At the same time the phasing in period would have allowed time for the ports to prepare for the previously unbudgeted impact of these payments. The Liberals rejected this sensible amendment out of hand.
Once again it appears the government actually agreed with Reform but did not want to admit that it was Reform that had
identified and corrected this deficiency in the bill. Through closed door negotiations the government went about trying to do exactly what the Reform motion would have achieved so that it could take credit for correcting a mistake of its own making. This time it failed. As a result many small ports which will become Canadian port authorities under the legislation will be placed in financial risk. What a way to start a new program.
One amendment the government brought in that should be commented on is the one to continue the current status of Hamilton as a harbour commission. This was done for purely partisan political purposes by Liberal members from Hamilton. It is a betrayal of the committee's and the government's commitment to Hamilton Harbour Commission tenants and shippers. It is simply one more example of how the government looks after itself, no matter the cost to Canadian taxpayers.

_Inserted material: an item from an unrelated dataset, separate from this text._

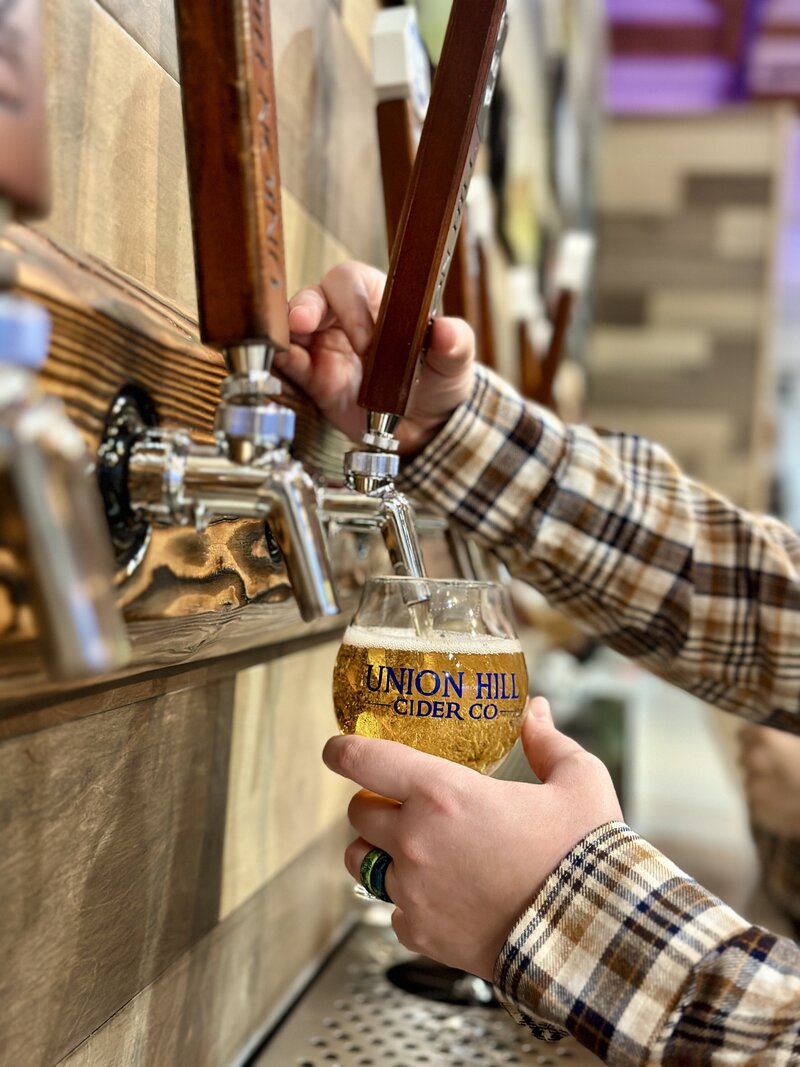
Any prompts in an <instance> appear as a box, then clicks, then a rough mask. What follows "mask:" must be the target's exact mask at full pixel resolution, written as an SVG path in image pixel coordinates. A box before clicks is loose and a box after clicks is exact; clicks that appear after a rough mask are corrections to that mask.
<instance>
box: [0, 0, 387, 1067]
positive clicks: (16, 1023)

There is some good in the bill. In fact there is quite a bit of good in it. However the objective of the committee, which was to examine the bill and with the input of concerned parties make it as good as possible, has not been met. The issues were clear. The solutions were clear but the Liberal government has failed miserably. It has failed not because of marine philosophy but because of political gamesmanship. It should not take pride in whatever accomplishments the bill might present. It should be ashamed of failing to provide what it could have been.
I did not sit in on the committee hearings, but our transport critic shared his information with me and has asked me to make an intervention on his behalf. When people are asked for input to help design a bill by consensus and by using the best ideas, why would members of the standing committee wish to play partisan games? Why ignore the ports police and put them out of work? Why ignore a period of adjustment? Often government members say that a phase in period is needed yet they did not allow one here.
Some of them were common sense amendments and common sense suggestions but the government refused to take them. As a member of Parliament I sat here last night voting on the 125 amendments to the bill. Could there not have been an initial draft by a cabinet minister and the Department of Transport for which I have a lot of respect? The department has done one heck of a good job during the 3.5 years of Liberal government. I will give it full marks for how it has run things. In this one area it came up with a marines port bill. Could there not have been a rough draft rather than 125 amendments? We sat here last night voting on 65 different votes on the 125 amendments.